- Ripple CEO Brad Garlinghouse told Bloomberg in an interview that the US government has unlimited resources to keep fighting a fight they have lost.
- Garlinghouse admitted that Ripple has already spent $100 million in defending the firm against SEC’s allegations.
- XRP price is winding below the $0.50 level as the SEC’s interlocutory appeal on the court ruling approaches.
Ripple executive Brad Garlinghouse commented on the lawsuit with the Securities & Exchange Commission (SEC) and the upcoming interlocutory appeal of the agency on Tuesday. Garlinghouse told Bloomberg that it is a very frustrating process and that Ripple has spent over $100 million on the lawsuit already.
The Ripple CEO expressed his discontent with Gensler’s bearish stance on the crypto asset class.
Ripple executive responds to Gensler’s testimony
SEC Chairman Gary Gensler recently testified before the United States Senate Committee on Banking, Housing, and Urban Affairs on September 12, 2023. Garlinghouse told Bloomberg that he is yet to watch Gensler’s testimony.
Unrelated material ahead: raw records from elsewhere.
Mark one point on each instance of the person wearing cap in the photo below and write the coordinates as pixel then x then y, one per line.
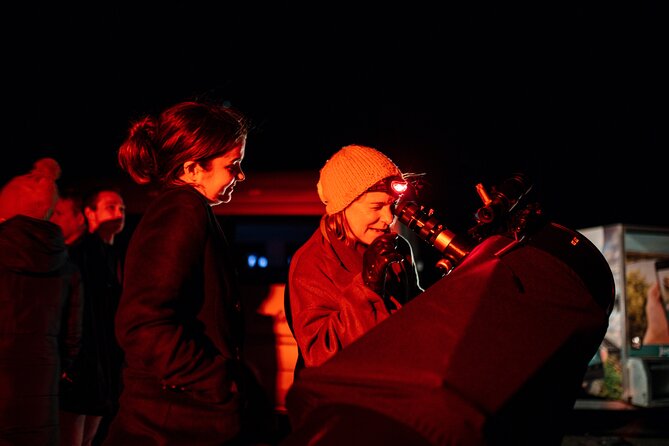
pixel 41 302
pixel 354 271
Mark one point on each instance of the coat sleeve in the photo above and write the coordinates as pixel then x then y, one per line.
pixel 71 327
pixel 328 316
pixel 156 322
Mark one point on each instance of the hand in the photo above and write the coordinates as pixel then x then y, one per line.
pixel 381 253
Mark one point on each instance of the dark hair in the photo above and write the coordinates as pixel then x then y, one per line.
pixel 156 148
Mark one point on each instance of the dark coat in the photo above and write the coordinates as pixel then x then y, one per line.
pixel 329 305
pixel 179 323
pixel 40 327
pixel 94 383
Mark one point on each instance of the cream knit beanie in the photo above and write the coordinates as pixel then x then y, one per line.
pixel 349 173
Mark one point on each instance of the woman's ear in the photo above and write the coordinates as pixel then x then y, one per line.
pixel 191 169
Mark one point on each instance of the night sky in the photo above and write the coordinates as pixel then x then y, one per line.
pixel 573 96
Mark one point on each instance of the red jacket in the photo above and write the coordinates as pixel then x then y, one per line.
pixel 330 306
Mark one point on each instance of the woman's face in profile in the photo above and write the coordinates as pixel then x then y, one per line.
pixel 370 215
pixel 225 171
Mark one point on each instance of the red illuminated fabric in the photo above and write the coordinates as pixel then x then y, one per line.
pixel 330 305
pixel 494 352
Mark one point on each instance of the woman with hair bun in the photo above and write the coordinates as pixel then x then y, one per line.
pixel 179 320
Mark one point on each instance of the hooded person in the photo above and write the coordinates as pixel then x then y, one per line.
pixel 354 271
pixel 41 300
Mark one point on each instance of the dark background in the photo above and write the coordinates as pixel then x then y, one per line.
pixel 574 96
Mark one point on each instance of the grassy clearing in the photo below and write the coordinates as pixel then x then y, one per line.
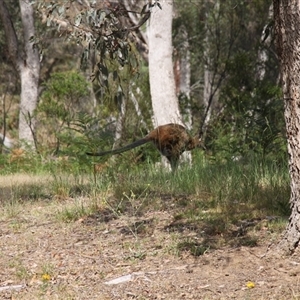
pixel 216 201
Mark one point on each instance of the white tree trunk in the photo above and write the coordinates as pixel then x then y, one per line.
pixel 185 78
pixel 29 69
pixel 287 28
pixel 162 82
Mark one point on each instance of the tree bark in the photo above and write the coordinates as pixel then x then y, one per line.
pixel 162 83
pixel 26 61
pixel 29 69
pixel 287 30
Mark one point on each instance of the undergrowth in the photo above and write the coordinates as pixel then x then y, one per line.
pixel 214 200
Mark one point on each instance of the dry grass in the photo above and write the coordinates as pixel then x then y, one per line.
pixel 68 248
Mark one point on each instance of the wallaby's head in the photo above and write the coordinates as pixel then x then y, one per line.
pixel 195 142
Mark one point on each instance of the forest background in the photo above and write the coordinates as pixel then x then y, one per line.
pixel 227 86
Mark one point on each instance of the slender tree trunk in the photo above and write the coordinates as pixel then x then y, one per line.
pixel 26 61
pixel 29 72
pixel 287 29
pixel 162 82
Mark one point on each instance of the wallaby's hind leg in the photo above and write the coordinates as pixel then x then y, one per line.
pixel 173 162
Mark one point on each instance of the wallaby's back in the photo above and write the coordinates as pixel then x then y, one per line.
pixel 170 139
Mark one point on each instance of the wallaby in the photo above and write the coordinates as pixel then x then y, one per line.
pixel 171 140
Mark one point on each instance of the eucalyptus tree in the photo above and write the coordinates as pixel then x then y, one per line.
pixel 25 58
pixel 287 34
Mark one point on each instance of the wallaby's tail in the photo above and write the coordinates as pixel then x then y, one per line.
pixel 120 150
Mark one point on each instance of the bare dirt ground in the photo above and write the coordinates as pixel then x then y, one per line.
pixel 105 257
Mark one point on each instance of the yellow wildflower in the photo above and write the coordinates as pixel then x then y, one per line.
pixel 250 285
pixel 46 277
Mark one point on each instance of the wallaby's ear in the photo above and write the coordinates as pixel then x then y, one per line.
pixel 201 144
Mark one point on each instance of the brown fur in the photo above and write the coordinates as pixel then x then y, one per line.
pixel 171 140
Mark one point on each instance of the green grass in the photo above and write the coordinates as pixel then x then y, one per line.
pixel 211 197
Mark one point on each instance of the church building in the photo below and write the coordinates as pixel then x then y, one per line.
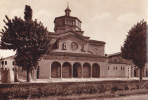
pixel 73 55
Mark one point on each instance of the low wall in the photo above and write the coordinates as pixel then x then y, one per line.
pixel 36 90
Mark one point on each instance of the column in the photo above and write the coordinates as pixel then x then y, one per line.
pixel 50 71
pixel 82 71
pixel 61 71
pixel 91 71
pixel 72 71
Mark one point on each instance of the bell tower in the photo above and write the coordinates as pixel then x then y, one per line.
pixel 67 11
pixel 67 22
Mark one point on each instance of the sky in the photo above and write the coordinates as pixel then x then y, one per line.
pixel 103 20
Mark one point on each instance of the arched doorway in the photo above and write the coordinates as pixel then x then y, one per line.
pixel 66 70
pixel 95 70
pixel 55 70
pixel 86 70
pixel 77 72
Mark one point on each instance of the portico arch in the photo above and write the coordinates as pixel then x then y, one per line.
pixel 66 70
pixel 77 70
pixel 95 70
pixel 86 70
pixel 55 70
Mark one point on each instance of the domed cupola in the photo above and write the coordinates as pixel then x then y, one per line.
pixel 67 22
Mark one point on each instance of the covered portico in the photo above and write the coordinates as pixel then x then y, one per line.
pixel 76 66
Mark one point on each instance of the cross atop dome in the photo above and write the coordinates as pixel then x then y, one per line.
pixel 67 22
pixel 67 10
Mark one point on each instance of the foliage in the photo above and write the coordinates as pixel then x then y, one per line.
pixel 135 45
pixel 28 38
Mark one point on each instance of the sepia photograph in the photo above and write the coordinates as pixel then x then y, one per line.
pixel 73 50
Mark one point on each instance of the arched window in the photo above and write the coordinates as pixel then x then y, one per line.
pixel 96 70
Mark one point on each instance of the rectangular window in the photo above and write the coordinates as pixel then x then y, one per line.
pixel 13 63
pixel 2 62
pixel 5 62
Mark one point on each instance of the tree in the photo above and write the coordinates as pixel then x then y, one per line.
pixel 28 38
pixel 135 46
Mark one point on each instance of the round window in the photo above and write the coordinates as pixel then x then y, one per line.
pixel 74 46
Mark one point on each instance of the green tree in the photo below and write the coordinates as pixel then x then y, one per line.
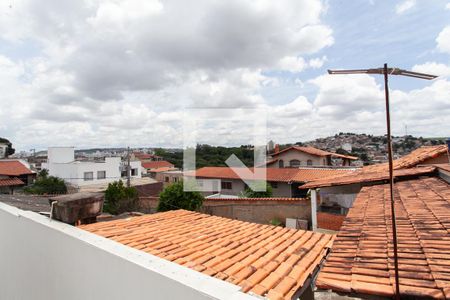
pixel 250 192
pixel 174 197
pixel 9 149
pixel 120 198
pixel 47 185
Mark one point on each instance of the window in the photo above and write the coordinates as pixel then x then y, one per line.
pixel 226 185
pixel 88 176
pixel 295 163
pixel 101 174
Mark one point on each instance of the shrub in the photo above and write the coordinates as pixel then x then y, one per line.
pixel 258 185
pixel 44 184
pixel 174 197
pixel 119 198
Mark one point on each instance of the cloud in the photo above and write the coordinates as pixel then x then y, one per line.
pixel 434 68
pixel 404 6
pixel 443 40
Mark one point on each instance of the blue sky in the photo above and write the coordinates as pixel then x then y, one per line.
pixel 101 73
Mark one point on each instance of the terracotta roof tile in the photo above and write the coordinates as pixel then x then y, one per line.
pixel 11 181
pixel 13 168
pixel 157 164
pixel 362 254
pixel 273 174
pixel 314 151
pixel 364 176
pixel 263 259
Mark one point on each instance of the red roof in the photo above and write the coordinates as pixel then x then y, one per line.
pixel 11 181
pixel 314 151
pixel 13 168
pixel 265 260
pixel 156 164
pixel 361 257
pixel 272 174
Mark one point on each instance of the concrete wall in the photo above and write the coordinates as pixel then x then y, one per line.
pixel 43 259
pixel 302 157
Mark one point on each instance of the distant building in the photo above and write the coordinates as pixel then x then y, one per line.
pixel 14 173
pixel 3 148
pixel 61 163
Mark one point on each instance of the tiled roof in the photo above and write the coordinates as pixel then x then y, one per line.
pixel 162 169
pixel 156 164
pixel 262 259
pixel 361 260
pixel 257 199
pixel 412 159
pixel 314 151
pixel 365 177
pixel 13 168
pixel 10 181
pixel 272 174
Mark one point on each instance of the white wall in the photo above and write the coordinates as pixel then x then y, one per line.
pixel 43 259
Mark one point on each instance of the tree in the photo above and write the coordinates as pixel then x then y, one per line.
pixel 47 185
pixel 251 192
pixel 9 149
pixel 174 197
pixel 120 198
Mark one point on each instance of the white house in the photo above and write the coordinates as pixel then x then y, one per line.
pixel 61 163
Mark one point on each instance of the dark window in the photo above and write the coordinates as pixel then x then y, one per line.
pixel 226 185
pixel 101 174
pixel 88 176
pixel 295 163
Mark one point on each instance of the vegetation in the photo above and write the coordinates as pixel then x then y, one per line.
pixel 250 192
pixel 47 185
pixel 120 198
pixel 174 197
pixel 211 156
pixel 9 149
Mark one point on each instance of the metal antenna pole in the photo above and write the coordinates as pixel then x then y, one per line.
pixel 128 168
pixel 391 182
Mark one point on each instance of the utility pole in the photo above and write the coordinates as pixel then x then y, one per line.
pixel 128 168
pixel 385 71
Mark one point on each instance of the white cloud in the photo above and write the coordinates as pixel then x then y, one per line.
pixel 433 68
pixel 404 6
pixel 443 40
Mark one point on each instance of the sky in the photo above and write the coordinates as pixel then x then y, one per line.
pixel 119 73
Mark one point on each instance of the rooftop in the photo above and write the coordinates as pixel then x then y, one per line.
pixel 13 168
pixel 361 260
pixel 273 174
pixel 157 164
pixel 314 151
pixel 265 260
pixel 367 177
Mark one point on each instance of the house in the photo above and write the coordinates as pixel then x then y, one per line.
pixel 3 149
pixel 14 173
pixel 336 194
pixel 268 261
pixel 296 156
pixel 61 163
pixel 361 259
pixel 285 182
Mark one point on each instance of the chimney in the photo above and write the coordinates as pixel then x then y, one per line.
pixel 277 148
pixel 77 208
The Ripple CEO heard about the testimony and said that it is very frustrating.
The firm has moved 80% of its hiring outside the US. The SEC’s bearish stance on crypto and directing firms to register does not mean that the supported assets are securities. He explained how the judge who ruled in the case said that XRP is not a security and the court moved in Ripple’s favor.
The Bloomberg interview asked Garlinghouse for his comments on Gary Gensler's bearishness on crypto. Garlinghouse was quoted as saying:
Gary Gensler is a hammer and everything looks like a nail.
The CEO is concerned that the government has unlimited resources to keep fighting firms like Ripple, dragging the lawsuit through motions for interlocutory appeal. Ripple has spent nearly $100 million in litigation, defending against the SEC’s allegations.
At the time of writing, XRP price is $0.4782, yielding a 5.4% loss for holders over the past week.
SEC vs Ripple lawsuit FAQs
Is XRP a security?
It depends on the transaction, according to a court ruling released on July 14:
For institutional investors or over-the-counter sales, XRP is a security.
For retail investors who bought the token via programmatic sales on exchanges, on-demand liquidity services and other platforms, XRP is not a security.
How does the ruling affect Ripple in its legal battle against the SEC?
The United States Securities & Exchange Commission (SEC) accused Ripple and its executives of raising more than $1.3 billion through an unregistered asset offering of the XRP token.
While the judge ruled that programmatic sales aren’t considered securities, sales of XRP tokens to institutional investors are indeed investment contracts. In this last case, Ripple did breach the US securities law and will need to keep litigating over the around $729 million it received under written contracts.
What are the implications of the ruling for the overall crypto industry?
The ruling offers a partial win for both Ripple and the SEC, depending on what one looks at.
Ripple gets a big win over the fact that programmatic sales aren’t considered securities, and this could bode well for the broader crypto sector as most of the assets eyed by the SEC’s crackdown are handled by decentralized entities that sold their tokens mostly to retail investors via exchange platforms, experts say.
Still, the ruling doesn’t help much to answer the key question of what makes a digital asset a security, so it isn’t clear yet if this lawsuit will set precedent for other open cases that affect dozens of digital assets. Topics such as which is the right degree of decentralization to avoid the “security” label or where to draw the line between institutional and programmatic sales are likely to persist.
Is the SEC stance toward crypto assets likely to change after the ruling?
The SEC has stepped up its enforcement actions toward the blockchain and digital assets industry, filing charges against platforms such as Coinbase or Binance for allegedly violating the US Securities law. The SEC claims that the majority of crypto assets are securities and thus subject to strict regulation.
While defendants can use parts of Ripple’s ruling in their favor, the SEC can also find reasons in it to keep its current strategy of regulation by enforcement.
Can the court ruling be overturned?
The court decision is a partial summary judgment. The ruling can be appealed once a final judgment is issued or if the judge allows it before then. The case is in a pretrial phase, in which both Ripple and the SEC still have the chance to settle.